Menetaskan “Telur” Garuda: Solusi Mengatasi Radikalisme dan Terorisme di Indonesia

Menetaskan “Telur” Garuda: Solusi Mengatasi Radikalisme dan Terorisme di Indonesia
Pembukaan Pameran Lambang Negara dengan pemutaran film dokumenter produksi MKAA di Gedung Pancasila, tahun 2012

Karya Muhammad Yamin ditolak parlemen RIS karena adanya sinar-sinar matahari terbit yang menyiratkan Tenno Heika-Jepang. Sedangkan lambang negara karya Sultan Hamid diterima karena menyiratkan Proklamasi 17/8/1945. Lambang negara karya Sultan Hamid diresmikan penggunaannya oleh Presiden Soekarno pada 11 Februari 1950. Bung Karno bahkan memberikan disposisi perbaikan lambang negara pada 20 Februari 1950 agar lebih sempurna.

disposisi bung karno
Disposisi Bung Karno yang disalin ulang sesuai aslinya


Menonton Film Dokumenter Lambang Negara produksi MKAA, Ketua FKPT Kalbar yang juga Sekda Kalbar, M Zeet Hamdy Assovie membuka Pameran Lambang Negara serupa yang dikerjakan MKAA di Gedung Pancasila, 18/8/2013. 3000 warga memenuhi Gedung Arsipda Kalbar selama 3 bulan pameran. Yakni pada rangkaian peringatan Hut Kemerdekaan RI hingga Peringatan Sumpah Pemuda.

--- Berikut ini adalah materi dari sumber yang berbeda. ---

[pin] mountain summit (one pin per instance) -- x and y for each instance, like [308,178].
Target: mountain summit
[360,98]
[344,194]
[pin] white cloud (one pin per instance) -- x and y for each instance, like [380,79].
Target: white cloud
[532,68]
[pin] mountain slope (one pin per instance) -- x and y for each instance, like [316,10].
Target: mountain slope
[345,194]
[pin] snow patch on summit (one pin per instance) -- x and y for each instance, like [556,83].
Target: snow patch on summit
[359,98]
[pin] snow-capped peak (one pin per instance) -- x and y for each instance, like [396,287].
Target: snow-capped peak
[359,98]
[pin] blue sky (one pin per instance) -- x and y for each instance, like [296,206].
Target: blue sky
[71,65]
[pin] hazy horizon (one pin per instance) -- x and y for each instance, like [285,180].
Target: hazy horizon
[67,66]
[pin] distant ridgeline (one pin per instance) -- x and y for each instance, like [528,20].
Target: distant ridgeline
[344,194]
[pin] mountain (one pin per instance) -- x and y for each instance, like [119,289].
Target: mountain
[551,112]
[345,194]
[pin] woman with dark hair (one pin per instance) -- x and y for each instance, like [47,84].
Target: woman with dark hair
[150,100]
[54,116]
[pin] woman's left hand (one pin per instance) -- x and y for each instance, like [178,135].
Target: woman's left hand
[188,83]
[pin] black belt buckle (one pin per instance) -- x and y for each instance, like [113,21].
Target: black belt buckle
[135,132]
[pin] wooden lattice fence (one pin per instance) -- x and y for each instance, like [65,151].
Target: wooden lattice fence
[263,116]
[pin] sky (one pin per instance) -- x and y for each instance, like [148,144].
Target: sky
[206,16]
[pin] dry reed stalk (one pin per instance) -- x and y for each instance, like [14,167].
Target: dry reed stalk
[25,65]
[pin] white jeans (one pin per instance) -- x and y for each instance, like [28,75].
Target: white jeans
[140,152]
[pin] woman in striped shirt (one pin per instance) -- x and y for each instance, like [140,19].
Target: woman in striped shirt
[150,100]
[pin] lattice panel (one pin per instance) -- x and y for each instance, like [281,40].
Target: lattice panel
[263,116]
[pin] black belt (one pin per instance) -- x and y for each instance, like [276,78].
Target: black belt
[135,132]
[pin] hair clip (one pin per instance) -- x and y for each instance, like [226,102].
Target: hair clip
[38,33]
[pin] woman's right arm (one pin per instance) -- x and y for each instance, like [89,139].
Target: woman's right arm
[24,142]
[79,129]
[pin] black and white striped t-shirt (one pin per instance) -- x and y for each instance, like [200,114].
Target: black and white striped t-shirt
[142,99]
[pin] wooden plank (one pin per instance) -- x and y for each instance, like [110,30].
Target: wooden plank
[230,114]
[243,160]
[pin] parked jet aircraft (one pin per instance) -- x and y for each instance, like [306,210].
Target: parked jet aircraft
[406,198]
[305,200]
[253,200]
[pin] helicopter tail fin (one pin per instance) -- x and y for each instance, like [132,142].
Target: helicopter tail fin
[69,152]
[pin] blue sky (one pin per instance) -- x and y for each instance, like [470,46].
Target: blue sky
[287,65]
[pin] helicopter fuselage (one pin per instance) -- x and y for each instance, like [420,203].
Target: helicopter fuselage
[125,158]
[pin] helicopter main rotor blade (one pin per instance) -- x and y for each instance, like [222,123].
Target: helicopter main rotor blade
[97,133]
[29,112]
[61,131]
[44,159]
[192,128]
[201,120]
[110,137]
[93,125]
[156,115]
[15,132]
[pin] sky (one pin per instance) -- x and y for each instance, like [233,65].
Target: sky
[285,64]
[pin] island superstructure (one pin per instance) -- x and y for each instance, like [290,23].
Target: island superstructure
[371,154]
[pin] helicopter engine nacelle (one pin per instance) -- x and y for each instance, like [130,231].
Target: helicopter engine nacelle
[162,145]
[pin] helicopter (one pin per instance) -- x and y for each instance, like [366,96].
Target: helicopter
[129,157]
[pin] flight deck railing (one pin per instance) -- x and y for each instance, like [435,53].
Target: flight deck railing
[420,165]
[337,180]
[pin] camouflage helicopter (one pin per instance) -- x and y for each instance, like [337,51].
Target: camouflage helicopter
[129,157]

Sebelumnya juga digelar sejumah diskusi terfokus dengan melibatkan peneliti seperti Turiman Faturrahman Nur serta Panglima Burung, Baroamas Djabang Balunus Massuka Djanting. Panglima Burung bahkan ikut mendampingi Sultan Hamid rapat penetapan lambang negara di Hotel Des Indes, tahun 1950. Saya masih berjumpa dan akrab berwawancara bersama Massuka.